В прихожую вошли трое мужчин. Плечистый малый с плутовской физиономией, одетый в заплатанную куртку. Высокий усатый человек лет пятидесяти с мрачным видом в тёмном пальто и мягкой шляпе. А третий, третий…

У Беаты задрожали ноги и сердце забилось часто-часто. Руки сами собой прижались к груди.

– Это вы?!

И столько радостного изумления было в её голосе, что человек невольно вздохнул.

– Я это, я, пани Беата. Доброе утро.

– Но как же вы здесь… вернее, почему… И при чём тут полиция?

– Я вам всё объясню, пани, но позже, – твёрдо сказал он. И, наклонив голову, негромко добавил: – А сейчас вы мне скажите: где ваш муж?


Несмотря на усталость и боль в повреждённой голове, Зыху долго не спалось. Забившись под одеяло, он продолжал в полудрёме перебирать в уме бурные события последних часов.

Важнейшее дело сделано: шпион, работавший в Комитете, найден и обезврежен. Попытка украсть документы восстания сорвана. Казалось бы, чем не повод для радости? Но радости не было, и Зых знал, почему. Он так долго мечтал, что, когда враг будет установлен, своими руками его задушит.

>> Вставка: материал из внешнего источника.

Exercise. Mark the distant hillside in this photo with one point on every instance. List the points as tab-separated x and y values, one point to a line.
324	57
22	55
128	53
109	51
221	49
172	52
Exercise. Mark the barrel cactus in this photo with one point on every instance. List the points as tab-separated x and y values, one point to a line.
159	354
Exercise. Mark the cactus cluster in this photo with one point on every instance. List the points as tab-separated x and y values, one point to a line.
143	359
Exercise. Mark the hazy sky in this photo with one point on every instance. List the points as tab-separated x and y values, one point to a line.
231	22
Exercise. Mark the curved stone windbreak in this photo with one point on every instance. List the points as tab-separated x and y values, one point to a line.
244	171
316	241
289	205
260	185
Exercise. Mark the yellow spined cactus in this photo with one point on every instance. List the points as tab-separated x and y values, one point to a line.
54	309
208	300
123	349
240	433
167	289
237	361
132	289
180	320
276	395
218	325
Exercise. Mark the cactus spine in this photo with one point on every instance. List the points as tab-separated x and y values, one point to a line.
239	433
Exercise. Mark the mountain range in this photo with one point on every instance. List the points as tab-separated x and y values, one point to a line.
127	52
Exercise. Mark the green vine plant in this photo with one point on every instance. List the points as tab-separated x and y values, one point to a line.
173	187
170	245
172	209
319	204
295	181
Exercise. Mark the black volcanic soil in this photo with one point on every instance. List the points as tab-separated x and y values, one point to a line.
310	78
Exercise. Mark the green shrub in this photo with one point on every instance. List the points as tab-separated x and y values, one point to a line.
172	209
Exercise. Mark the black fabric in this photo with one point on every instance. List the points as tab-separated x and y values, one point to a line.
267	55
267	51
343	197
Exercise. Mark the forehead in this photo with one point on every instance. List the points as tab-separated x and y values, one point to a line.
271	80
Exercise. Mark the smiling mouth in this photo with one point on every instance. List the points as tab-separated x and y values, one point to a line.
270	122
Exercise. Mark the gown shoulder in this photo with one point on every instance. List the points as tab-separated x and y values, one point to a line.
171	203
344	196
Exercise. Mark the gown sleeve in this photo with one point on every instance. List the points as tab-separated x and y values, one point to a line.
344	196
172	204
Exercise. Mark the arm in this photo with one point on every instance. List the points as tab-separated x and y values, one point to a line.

Или зарежет. Или пристрелит… Но выяснилось, что делать этого пока нельзя.

Зых не очень верил, но и не исключал, что шпион работает на французскую тайную полицию. И если так, он становится неприкасаемым. За смерть своего человека французы вполне могли наказать, тем более что отыграться на польском эмигранте – милое дело. Потому-то человек-сова решил выждать три дня. Либо французы к нему действительно нагрянут, и, значит, человека придётся вернуть. Либо шпион блефует, и тогда через три дня Убогий его кончит. А потом отрежет и предъявит голову… Конечно, можно было бы просто убить. Но Зых не хотел отказывать себе в удовольствии заглянуть в мутные, мёртвые глаза головы, лишённой туловища, и даже щедро заплатил Убогому за предстоящее удовольствие авансом.

А сегодня вечером предстояла встреча с Шекспиром. (Очень его смешило, что новый представитель Интеллидженс сервис носит знаменитую литературную фамилию.) Надо будет поставить англичанина в известность о том, что благодаря его, Зыха, усилиям опасность внутри Комитета ликвидирована. Пусть знает, что Зых работать умеет.

Но главное не в этом. Перед началом операции Шекспир решил лично встретиться с теми, от кого её успех зависел в решающей степени. Устроить своего рода смотр. Познакомиться, дополнительно проинструктировать… Ну что ж, за свои деньги имеет право. Люди оповещены и вечером явятся на общий сбор, который назначен в отдельном зале уютного ресторана «Маленькая жемчужина», что на бульваре Тампль. А уже через несколько дней – в путь. Он тоже выезжает в Галицию, чтобы оттуда вместе с Заливским перебраться в Царство Польское и уже на месте руководить восстанием.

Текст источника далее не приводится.